More evidence of educational inadequacies in musculoskeletal medicine.
Clin Orthop Relat Res. 2005 Aug;(437):251-9.
Schmale GA.
Children’s Hospital and Regional Medical Center, University of Washington, Seattle, 98105, USA. gschmale@u.washington.edu

In their study, Freedman and Bernstein suggested that 80% of a group of graduates from many of the best medical schools in the United States were deficient in their knowledge of basic facts and concepts in musculoskeletal medicine. How do these results compare with results from students attending a medical school with a long-standing dedicated program to musculoskeletal education? Does additional clinical experience in musculoskeletal medicine improve understanding of the basic facts and concepts introduced in a second-year course?
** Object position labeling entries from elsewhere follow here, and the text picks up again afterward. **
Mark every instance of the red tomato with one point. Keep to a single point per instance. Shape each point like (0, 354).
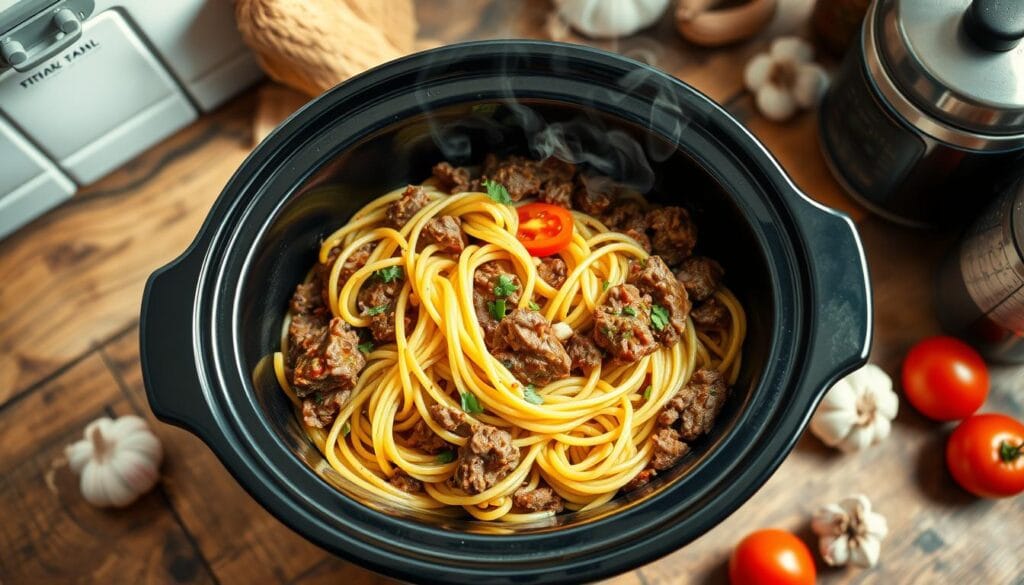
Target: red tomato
(544, 228)
(985, 455)
(771, 557)
(944, 378)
A modified version of an exam used to assess the competency of incoming interns at the University of Pennsylvania was used to assess the competency of medical students during various stages of their training at the University of Washington. Despite generally improved levels of competency with each year at medical school, less than 50% of fourth-year students showed competency. Students who completed a musculoskeletal clinical elective scored higher and were more competent (78%) than students who did not take an elective. These results suggested that the curricular approach toward teaching musculoskeletal medicine at this medical school was insufficient and that competency increased when learning was reinforced during the clinical years.
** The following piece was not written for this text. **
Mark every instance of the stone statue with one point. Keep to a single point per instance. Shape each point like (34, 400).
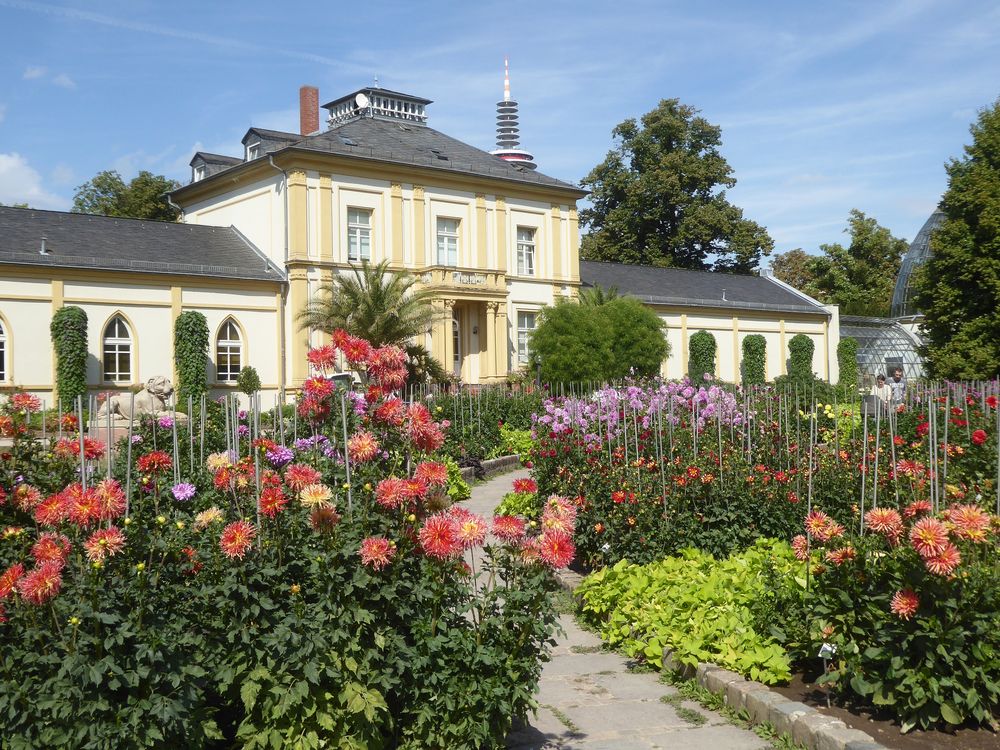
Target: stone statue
(152, 399)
Musculoskeletal medicine: an assessment of the attitudes and knowledge of medical students at Harvard Medical School.
Acad Med. 2007 May;82(5):452-7.
Day CS, Yeh AC, Franko O, Ramirez M, Krupat E.
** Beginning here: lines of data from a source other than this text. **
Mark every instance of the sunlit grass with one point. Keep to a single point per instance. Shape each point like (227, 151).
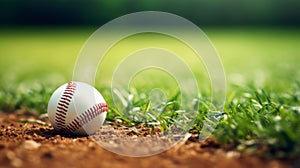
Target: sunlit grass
(261, 113)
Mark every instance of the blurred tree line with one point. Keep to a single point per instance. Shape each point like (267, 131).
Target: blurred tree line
(201, 12)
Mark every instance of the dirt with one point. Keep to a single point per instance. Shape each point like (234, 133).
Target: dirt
(28, 142)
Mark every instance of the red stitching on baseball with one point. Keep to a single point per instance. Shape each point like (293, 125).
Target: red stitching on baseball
(87, 116)
(63, 104)
(61, 110)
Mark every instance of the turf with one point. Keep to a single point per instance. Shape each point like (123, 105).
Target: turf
(261, 114)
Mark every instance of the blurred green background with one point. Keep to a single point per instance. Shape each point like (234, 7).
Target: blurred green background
(202, 12)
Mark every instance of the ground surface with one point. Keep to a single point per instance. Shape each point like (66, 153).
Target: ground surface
(31, 144)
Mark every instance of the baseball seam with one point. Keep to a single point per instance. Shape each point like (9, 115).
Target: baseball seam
(86, 117)
(63, 104)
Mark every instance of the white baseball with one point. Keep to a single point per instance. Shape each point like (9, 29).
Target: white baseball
(77, 108)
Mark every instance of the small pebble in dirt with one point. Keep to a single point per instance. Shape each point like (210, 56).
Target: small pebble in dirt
(47, 155)
(233, 154)
(14, 160)
(31, 145)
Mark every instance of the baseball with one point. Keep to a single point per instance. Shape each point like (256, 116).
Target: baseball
(76, 108)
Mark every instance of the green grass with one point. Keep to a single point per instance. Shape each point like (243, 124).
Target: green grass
(262, 109)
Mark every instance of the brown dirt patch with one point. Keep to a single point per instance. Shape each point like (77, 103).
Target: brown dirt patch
(33, 145)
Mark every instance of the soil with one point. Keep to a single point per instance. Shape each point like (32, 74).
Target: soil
(28, 142)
Musculoskeletal Curriculum, Harvard Medical School, Orthopedic Hand Surgery, Beth Israel Deaconess Medical Center, Boston, Massachusetts 02215, USA. cday1@bidmc.harvard.edu

PURPOSE: To assess medical students’ knowledge and clinical confidence in musculoskeletal medicine as well as their attitudes toward the education they receive in this specialty.
METHOD: A cross-sectional survey of students in all four years of Harvard Medical School was conducted during the 2005-2006 academic year. Participants were asked to fill out a 30-question survey and a nationally validated basic competency exam in musculoskeletal medicine.
RESULTS: The response rate was 74% (449/608). Medical students rated musculoskeletal education to be of major importance (3.8/5) but rated the amount of curriculum time spent on musculoskeletal medicine as poor (2.1/5). Third-year students felt a low to adequate level of confidence in performing a musculoskeletal physical examination (2.7/5) and failed to demonstrate cognitive mastery in musculoskeletal medicine (passing rate on competency exam: 7%), whereas fourth-year students reported a similar level of confidence (2.7/5) and exhibited a higher passing rate (26%). Increasing exposure to the subject by taking clinical electives resulted in greater clinical confidence and enhanced performance on the exam (P < .001). Students’ feedback suggested that musculoskeletal education can be better integrated into the preclinical curriculum, more time should be spent in the field, and more focus should be placed on common clinical conditions.
CONCLUSIONS: These findings, which are consistent with those from other schools, suggest that medical students do not feel adequately prepared in musculoskeletal medicine and lack both clinical confidence and cognitive mastery in the field. Implementing a four-year integrated musculoskeletal curriculum is one way that medical schools can address this concern.